‘Once a dictator always a dictator’ can be said to be a truism suitable for the late former Prime Minister of India Smt Indira Gandhi. Like any leader, she had her highs and lows, more lows to be fair. Among the illustrious list of discrepancies during her rule, one that comes to almost everyone’s mind is the dark night of 25 June 1975 right before the clock struck midnight. If the father greeted the hour of midnight as the time when India made a tryst with destiny, the daughter made sure that pre-midnight was the time to encage it.
Of course, like the fabled story of Rapunzel, PM Indira Gandhi claimed to keep India fortified to protect it from dangers as her Government cited security threats, stating further that the otherwise democratic strikes and protests had paralyzed the economy of the country. Primarily it was Siddhartha Shankar Ray, the then Chief Minister of West Bengal, who proposed to the prime minister to enforce an “internal emergency.” It was he who drafted a letter for the President to issue the order ensuring that democratic freedom be suspended while remaining within the ambit of the Constitution.
Many leaders and scholars of that time and today are heard claiming that it is surprisingly tragic that the daughter of the democratic Pandit Nehru curtailed democracy in such a repressive manner. But if one follows the chronology of Indira Gandhi’s career, we can paraphrase Pandit Nehru stating that Mrs. Gandhi had all the makings of a dictator in her — vast popularity, a strong will, ability, hardness, an intolerance for others. She showed this trait even before proclaiming the state of emergency as well as after the proclamation. Let us take a brief look at two of those notable incidents when Indira Gandhi displayed the traits of a dictator:
1. Kerala crisis of 1959– In 1957, the Communist Party of India won the assembly elections of Kerala by a slim majority, forming the first communist state government in the country as well as one of the world’s first democratically elected communist government with EMS Namboodiripad as the Chief Minister. Now while Jawaharlal Nehru saw Indian communists as opponents, he was willing to give the new democratically-elected state government a chance since they promised to function within the constitutional bounds.
But the same cannot be said about his daughter Indira, the President of the Congress party, who was determined to dislodge the elected government. She saw her chance when an education bill was introduced by EMS soon after assuming his post. The bill claimed for better wages and working conditions for the teachers in private schools and colleges; in other words, the bill was an encroachment by government into private educational institutes since the Catholics, Ezhavas and Nairs of Kerala ran multiple charitable schools.
The local Congress party members incited the upset parties into organising state-wide agitations terming them as the “Liberation Struggle”. Kerala was plagued by strikes and protests with the protesters employing mob violence. The government responded with harsh police action. Around 150,000 protesters were jailed. It is now public knowledge that the agitators of the Congress party were goaded by were goaded by Indira Gandhi who pressurized her father who finally relented. The EMS Government became the first democratically elected state government with a clear majority to be dismissed using Emergency Powers in July 1959. While PM Nehru was defamed, few disagreed that it was the doing of his dictatorial daughter.
2. Dismissal of the NTR government: In the 1983 assembly elections, the Telugu Desam Party, led by veteran actor-turned politician NT Rama Rao won by an absolute majority, winning 203 out of the 294 seats.
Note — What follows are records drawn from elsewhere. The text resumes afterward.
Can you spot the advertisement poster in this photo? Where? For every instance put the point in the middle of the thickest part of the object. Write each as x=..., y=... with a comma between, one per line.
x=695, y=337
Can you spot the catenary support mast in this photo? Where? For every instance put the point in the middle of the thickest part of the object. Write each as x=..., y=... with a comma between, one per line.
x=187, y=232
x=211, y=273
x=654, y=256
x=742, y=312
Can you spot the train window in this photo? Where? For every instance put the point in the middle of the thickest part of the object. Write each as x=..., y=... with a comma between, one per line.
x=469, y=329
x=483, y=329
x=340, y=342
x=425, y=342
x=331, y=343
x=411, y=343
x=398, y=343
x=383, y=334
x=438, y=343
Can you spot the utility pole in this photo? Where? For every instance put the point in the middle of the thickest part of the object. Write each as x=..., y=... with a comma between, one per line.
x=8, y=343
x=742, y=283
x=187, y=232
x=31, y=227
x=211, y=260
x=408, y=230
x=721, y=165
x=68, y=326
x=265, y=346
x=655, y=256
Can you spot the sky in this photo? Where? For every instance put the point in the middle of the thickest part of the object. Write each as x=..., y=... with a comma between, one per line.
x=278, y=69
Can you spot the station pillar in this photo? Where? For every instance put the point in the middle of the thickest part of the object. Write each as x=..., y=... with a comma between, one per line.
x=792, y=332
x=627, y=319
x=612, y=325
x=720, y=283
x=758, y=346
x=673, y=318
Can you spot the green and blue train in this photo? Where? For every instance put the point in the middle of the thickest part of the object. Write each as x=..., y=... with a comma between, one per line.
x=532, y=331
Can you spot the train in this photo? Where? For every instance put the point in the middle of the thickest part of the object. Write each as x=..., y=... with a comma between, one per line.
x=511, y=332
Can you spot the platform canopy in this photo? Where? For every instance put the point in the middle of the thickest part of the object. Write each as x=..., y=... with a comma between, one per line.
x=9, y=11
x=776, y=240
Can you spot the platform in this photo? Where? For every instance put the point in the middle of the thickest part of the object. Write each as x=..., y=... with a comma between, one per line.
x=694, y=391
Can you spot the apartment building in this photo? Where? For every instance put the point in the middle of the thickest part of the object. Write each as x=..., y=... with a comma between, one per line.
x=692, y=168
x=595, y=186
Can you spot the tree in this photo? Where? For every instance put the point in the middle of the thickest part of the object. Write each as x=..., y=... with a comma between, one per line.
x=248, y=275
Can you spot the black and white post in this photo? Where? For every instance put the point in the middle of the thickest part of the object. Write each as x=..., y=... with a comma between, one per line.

NTR himself won both the seats in Gudivada and Tirupati and was sworn in as the first non-Congress Chief Minister of the state on 9 January 1983.
Although very popular with the voters of the then Andhra Pradesh, the administration was not on good terms with the Indira Gandhi-led government in New Delhi. It was only natural for the centre to dismiss the state government. And the time came on 15 August 1984, when NTR was in the USA undergoing an open heart surgery. His finance minister, Nadendla Bhaskara Rao, was made the Chief Minister by the Governor Ramlal. The reason given was the charge of communal violence which allegedly occurred due to NTR’s negligence. Bhaskara Rao wrongly claimed the support of majority of the TDP MLAs. When NTR returned to India after his surgery, he demonstrated his strength by bringing all the MLAs supporting him, which was a majority in the 294 member assembly, to the Governor’s Office.
The Governor Ramlal, an Indira loyalist, did not relent. In response, NTR campaigned for his restoration by mobilizing public support and also that of various anti-Congress political parties including the Janata Party and the Bharatiya Janata Party among others. The immense popularity of NTR made this campaign a success causing PM Indira Gandhi to reluctantly remove Governor Ramlal and restoring NTR as CM in September 1984. One would have thought Mrs. Gandhi learned her lesson from the debacle of the Emergency. However… Once a dictator always a dictator.
While EMS Nambodiripad’s dismissal showed how the communist theory of agitations and strikes can be used against them, NT Rama Rao proved that true public support is more powerful than high-handed autocracy. It is important that today we remember the examples of Kerala and Andhra Pradesh apart from recalling the momentary demise of democracy under Indira Gandhi’s autocratic rule.